What I'm still wondering a bit though is the fact that I've never seen
it behave like that for the past 3 years I've been using it. Only
recently, with upgrading my kernel to 2.6.30 and later on to 2.6.31
(self-compiled, sources taken from the openSUSE build service) it
started to behave like that. In the past I also used older kernels (of
course) like 2.6.27.x and 2.6.29 and never encountered this. So I'm a
bit uncertain as to whether it's actually something in the kernel that
makes it behave like that or that there's a HW problem that suddenly
occurred or got exposed...

2009-09-20 18:54:24

by Willy Tarreau

[permalink] [raw]
Subject: Re: sky2 rx length errors

On Sun, Sep 20, 2009 at 08:46:59PM +0200, Grozdan wrote:
(...)
> Thanks Willy :)
>
> What I'm still wondering a bit though is the fact that I've never seen
> it behave like that for the past 3 years I've been using it.
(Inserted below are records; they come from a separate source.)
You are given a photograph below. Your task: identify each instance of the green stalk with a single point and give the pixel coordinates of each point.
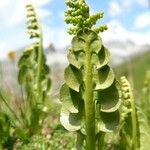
(10, 109)
(134, 124)
(100, 140)
(40, 62)
(89, 102)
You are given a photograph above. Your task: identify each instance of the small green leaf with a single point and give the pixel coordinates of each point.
(101, 59)
(87, 35)
(110, 121)
(70, 99)
(78, 44)
(73, 77)
(74, 59)
(96, 45)
(71, 121)
(104, 77)
(109, 99)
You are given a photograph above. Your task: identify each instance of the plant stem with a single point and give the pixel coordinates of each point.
(10, 109)
(100, 140)
(134, 124)
(80, 141)
(40, 62)
(89, 102)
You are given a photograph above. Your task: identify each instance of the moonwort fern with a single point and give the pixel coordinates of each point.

Only
> recently, with upgrading my kernel to 2.6.30 and later on to 2.6.31
> (self-compiled, sources taken from the openSUSE build service) it
> started to behave like that. In the past I also used older kernels (of
> course) like 2.6.27.x and 2.6.29 and never encountered this. So I'm a
> bit uncertain as to whether it's actually something in the kernel that
> makes it behave like that or that there's a HW problem that suddenly
> occurred or got exposed...

Unless you changed the switch port it is connected to, I agree this
sounds strange. I have also wondered if those issues could be caused
by temperature rising on the chip. I don't know if any recent change
could cause such environmental differences to occur :-/

Regards,
Willy

2009-09-21 01:46:10

by Stephen Hemminger

[permalink] [raw]
Subject: Re: sky2 rx length errors

On Mon, 21 Sep 2009 07:11:21 +0900
Mike McCormack <[email protected]> wrote:

> 2009/9/21 Stephen Hemminger <[email protected]>
>
> > On Sat, 19 Sep 2009 23:35:36 -0700
> > Andrew Morton <[email protected]> wrote:
> >
> > > (added cc's from the MAINTAINERS file)
> > >
> > > On Fri, 18 Sep 2009 15:41:45 +0200 Grozdan <[email protected]> wrote:
> >
>
> <snip>
>
> > > martian destination 0.0.0.0 from 172.23.204.1, dev eth0
> > > > sky2 eth0: rx length error: status 0x4420100 length 598
> > > > sky2 eth0: rx length error: status 0x5ea0100 length 598
> >
> > This error status occurs if the length reported by the PHY does not
> > match the len reported by the DMA engine. The error status is:
> > 0x4420100 = length 1090 + broadcast packet...
> >
> > No idea what is on your network, but perhaps there is some MTU confusion?
> > Since martian destination seems related, knowing more about that packet
> > might help.
> >
> >
> This appears to be the same problem reported at:
>
> https://bugs.launchpad.net/ubuntu/+source/linux/+bug/292445
>
> Mike

This really looks like multiple packets are getting smashed
together into one DMA, i.e a hardware timing related issue.
it might be possible to work around the problem
by separating them.

--